とはいえ、元の世界にもあるものばっかりだけれども。
それだけでも美味しいお菓子を作るのは可能だし、私だって作ろうと思えば作れる。差し入れで作ったこともあるし。
「まあ、ありがとう。いただくわ」
グルナ様は美味しそうに食べていた。さくさくと少しずつ食べている。
食べている様子も美しい。
「美味しかったわ」
食べ終わると、私に微笑んでくれた。
「いえ! グルナ様が喜んでいただけてなによりです!」
「これは殿下に渡しても、宮廷で出されるお菓子と遜色ありませんわ」
遜色ない……
それって、私のお菓子が宮廷のもの並って事。
嬉しい!
「そんな……たいそうなお言葉を!」
これはグルナ様にもっと気に入れたよね!
だから王子にもっと近づけるかも。
「貴女は素晴らしい才媛ね」
「あ、ありがとうございます!」
こんなに褒めてくれるなんて。
グルナ様は本当に私を気に入っているんだ。
「サフィーさん……アプリルの事、どう思いますか?」
「え……?」
不意に名を出されて、私は言葉を詰まらせた。
アプリルは私を何度も庇ってくれた。

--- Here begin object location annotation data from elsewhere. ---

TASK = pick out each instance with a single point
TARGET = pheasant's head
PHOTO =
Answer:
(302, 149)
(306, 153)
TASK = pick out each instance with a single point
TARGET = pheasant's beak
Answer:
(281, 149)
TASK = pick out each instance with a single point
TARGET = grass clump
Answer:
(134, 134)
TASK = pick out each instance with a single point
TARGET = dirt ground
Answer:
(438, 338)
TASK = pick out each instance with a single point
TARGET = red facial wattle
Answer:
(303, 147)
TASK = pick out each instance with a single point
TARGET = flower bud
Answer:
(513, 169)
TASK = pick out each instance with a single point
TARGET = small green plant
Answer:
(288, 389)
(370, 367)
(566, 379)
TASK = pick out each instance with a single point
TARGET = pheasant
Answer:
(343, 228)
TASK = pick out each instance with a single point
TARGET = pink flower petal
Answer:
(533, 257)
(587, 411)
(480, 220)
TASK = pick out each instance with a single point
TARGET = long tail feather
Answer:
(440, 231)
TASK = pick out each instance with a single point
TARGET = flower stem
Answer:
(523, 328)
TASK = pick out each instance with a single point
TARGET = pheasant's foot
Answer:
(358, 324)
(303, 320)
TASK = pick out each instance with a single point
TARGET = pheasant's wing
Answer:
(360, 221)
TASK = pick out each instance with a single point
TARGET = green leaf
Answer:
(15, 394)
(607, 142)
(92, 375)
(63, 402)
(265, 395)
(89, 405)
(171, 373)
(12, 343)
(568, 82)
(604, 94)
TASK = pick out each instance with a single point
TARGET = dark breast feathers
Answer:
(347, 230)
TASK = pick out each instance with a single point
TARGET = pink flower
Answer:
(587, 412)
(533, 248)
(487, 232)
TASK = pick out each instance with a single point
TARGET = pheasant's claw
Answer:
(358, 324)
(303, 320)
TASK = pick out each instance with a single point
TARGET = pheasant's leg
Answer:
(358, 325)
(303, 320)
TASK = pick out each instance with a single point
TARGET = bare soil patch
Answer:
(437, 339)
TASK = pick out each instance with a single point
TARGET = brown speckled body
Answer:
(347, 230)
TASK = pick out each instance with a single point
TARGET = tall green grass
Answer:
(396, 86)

夜遅くまで勉強を教えてくれたこともある。
でも、殿下に優しくされる彼女の姿を見てからはーー胸の奥に黒いものが渦巻いている。
「……殿下と、仲が良さそうで」
思わず、本心が零れた。
グルナ様は小さく頷き、憂うような表情を浮かべる。
「そう……わたしも気になっていたのですが、アプリルは婚約を破棄されたはずなのに、殿下に取り入ろうとしている。普通なら身を慎み、二度と殿下に近づかないはずです」
「…………」
ちくりと胸が痛む。
「もしあの方が再び”地位”を求めるなら……貴女こそ危うい立場に置かれるでしょう」
「わ、私が……?」
もしかしてアプリルが私を陥れようとするのかな。
それとも逆に私をメイドにでもするのかな。
「でも、心配しないで。わたしは貴女の味方です」
白銀の髪が揺れ、柔らかな笑みが向けられる。
それだけで胸が熱くなった。
「グルナ様……!」
「あなたは、わたしが見てきた中でも稀に見る真面目で優しい少女ですわ。手作りのお菓子からもそれが伝わってくる。だからこそ、誰かに利用されたり、邪魔されたりしてほしくないのです」
その声は、優しいのにどこか祈りのようで、胸の奥に染みこんでいく。
「アプリルの事を、悪く言うつもりはありません。ただ、彼女はかつて”地位”を守るために周囲を利用した前例がある……殿下に近づくことで、再びその立場を取り戻そうとしているかもしれません」
「……そんな」
「だから、気をつけて。あなたが輝いているほど、嫉妬する人も多いものです。けれども大丈夫。あなたが信じて進む限り、わたしは必ず支えます」
グルナ様は私の両手を包み込み、藤色の瞳を真っ直ぐに合わせてきた。
「あなたは選ばれたヒロイン。殿下に選ばれるのは、貴女です」
その言葉に胸が熱くなり、目頭がじんわりする。
優しいのに、その中に『アプリルへの疑念』と『自分への信頼』を同時に植え付けるような響きがあることに、私は気づかない。